Oh, no problem then! The AI bubble will carry us through far enough until it all comes crashing down in... I want to say 2027?

[–] FearfulSalad@ttrpg.network 24 points 6 months ago* (last edited 6 months ago) (4 children)

Preface: I have a lot of AI skepticism.

My company is using Cursor and Windsurf, focusing on agent mode (and whatever Windsurf's equivalent is). It hallucinates real hard with any open ended task, but when you have ALL of:

  • an app with good preexisting test coverage
  • the ability to run relevant tests quickly (who has time to run an 18 hour CI suite locally for a 1 line change?)
  • a well thought out product use case with edge cases

Then you can tell the agent to write test cases before writing code, and run all relevant tests when making any code changes. What it produces is often fine, but rarely great. If you get clever with setting up rules (that tell it to do all of the above), you can sometimes just drop in a product requirement and have it implement, making only minor recommendations. It's as if you are pair programming with an idiot savant, emphasis on idiot.
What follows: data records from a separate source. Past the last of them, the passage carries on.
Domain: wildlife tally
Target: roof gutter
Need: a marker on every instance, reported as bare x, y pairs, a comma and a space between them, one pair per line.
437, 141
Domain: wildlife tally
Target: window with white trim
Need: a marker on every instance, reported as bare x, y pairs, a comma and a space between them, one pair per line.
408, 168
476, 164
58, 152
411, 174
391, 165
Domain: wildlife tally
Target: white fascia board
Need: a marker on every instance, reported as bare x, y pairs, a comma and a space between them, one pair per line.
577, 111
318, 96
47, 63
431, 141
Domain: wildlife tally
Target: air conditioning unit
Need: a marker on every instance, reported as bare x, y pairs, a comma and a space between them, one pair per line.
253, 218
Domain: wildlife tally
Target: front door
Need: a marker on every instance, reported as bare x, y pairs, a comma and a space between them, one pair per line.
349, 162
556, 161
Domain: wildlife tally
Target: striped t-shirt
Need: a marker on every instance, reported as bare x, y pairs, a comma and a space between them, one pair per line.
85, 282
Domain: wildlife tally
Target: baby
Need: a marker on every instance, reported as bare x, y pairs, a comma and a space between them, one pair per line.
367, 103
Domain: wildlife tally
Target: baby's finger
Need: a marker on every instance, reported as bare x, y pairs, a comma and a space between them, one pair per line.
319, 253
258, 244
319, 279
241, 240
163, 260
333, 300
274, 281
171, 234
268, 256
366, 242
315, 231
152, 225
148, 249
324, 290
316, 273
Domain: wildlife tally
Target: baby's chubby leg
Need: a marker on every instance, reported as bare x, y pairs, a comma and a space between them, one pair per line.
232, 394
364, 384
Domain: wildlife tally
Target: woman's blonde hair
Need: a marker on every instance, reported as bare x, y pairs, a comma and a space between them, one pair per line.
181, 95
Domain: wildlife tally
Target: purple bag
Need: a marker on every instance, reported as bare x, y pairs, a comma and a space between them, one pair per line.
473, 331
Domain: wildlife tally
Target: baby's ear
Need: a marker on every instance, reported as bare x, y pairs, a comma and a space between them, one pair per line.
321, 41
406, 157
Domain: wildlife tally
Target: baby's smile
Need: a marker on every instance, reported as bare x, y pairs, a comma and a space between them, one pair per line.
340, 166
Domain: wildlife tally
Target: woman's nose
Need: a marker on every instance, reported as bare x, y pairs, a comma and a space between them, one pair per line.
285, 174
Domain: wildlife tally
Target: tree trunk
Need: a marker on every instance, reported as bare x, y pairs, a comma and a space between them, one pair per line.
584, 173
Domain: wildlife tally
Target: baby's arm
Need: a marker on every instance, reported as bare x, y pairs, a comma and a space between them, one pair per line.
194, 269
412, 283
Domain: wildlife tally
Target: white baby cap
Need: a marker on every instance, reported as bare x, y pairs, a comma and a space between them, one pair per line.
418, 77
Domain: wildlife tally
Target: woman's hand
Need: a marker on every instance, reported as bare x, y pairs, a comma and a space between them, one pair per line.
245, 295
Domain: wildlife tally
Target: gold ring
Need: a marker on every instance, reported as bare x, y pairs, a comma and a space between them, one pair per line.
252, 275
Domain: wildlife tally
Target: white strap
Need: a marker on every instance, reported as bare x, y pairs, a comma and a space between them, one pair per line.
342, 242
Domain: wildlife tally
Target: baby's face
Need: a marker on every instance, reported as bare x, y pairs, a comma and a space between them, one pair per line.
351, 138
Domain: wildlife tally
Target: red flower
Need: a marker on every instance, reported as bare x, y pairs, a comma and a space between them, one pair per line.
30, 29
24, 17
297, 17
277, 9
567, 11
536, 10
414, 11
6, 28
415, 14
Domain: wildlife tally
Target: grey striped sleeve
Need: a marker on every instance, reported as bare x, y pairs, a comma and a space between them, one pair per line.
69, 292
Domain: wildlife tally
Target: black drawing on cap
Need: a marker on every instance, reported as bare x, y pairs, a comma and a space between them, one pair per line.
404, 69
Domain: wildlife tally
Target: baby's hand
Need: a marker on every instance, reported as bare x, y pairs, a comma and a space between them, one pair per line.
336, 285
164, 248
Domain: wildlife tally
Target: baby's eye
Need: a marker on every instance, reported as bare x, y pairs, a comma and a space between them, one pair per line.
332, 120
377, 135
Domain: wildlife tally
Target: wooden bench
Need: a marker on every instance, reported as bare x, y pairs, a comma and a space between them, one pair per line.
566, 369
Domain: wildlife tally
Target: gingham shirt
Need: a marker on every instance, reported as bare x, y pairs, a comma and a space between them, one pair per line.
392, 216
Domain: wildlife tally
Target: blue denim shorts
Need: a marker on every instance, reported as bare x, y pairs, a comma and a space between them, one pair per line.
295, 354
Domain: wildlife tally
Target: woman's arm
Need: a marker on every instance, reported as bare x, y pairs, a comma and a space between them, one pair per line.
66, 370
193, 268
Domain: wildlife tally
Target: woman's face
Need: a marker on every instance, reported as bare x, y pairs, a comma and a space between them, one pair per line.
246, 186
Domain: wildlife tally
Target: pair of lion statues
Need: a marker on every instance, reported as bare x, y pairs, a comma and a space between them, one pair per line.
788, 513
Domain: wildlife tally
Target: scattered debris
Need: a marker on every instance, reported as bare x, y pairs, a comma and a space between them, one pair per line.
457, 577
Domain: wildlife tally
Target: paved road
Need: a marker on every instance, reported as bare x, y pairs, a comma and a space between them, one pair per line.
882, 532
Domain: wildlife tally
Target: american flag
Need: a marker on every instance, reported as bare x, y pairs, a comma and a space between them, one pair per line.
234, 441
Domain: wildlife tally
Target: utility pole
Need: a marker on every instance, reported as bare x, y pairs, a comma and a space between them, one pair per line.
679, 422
But whose app is well covered with tests? (Admittedly, AI can help speed up the boilerplating necessary to backfill test cases, so long as someone knows how the app is supposed to work). Whose app is well-modularized such that it's easy to select only downstream affected tests for any given code change? (If you know what the modules should be, AI can help... But it's pretty bad at figuring that out itself). And who writes well thought out product use cases nowadays?

If we were still in the olde waterfall era, with requirements written by business analysts, then maybe this could unlock the fabled 100x gains per developer. Or 10x gains. Or 1.1x gains, most likely.

But nowadays it's more common for AI to write the use cases, hallucinate edge cases that aren't real, and when coupled with the above, patchwork together an app that no one fully understands, and that only sometimes works.

Edit: if all of that sounds like TDD, which on its own gives devs a speed boost when they actually use it consistently, and you wonder if CEOs will claim that the boosts are attributable to AI when their devs finally start to TDD like they have been told to for decades now, well, I wonder the same thing.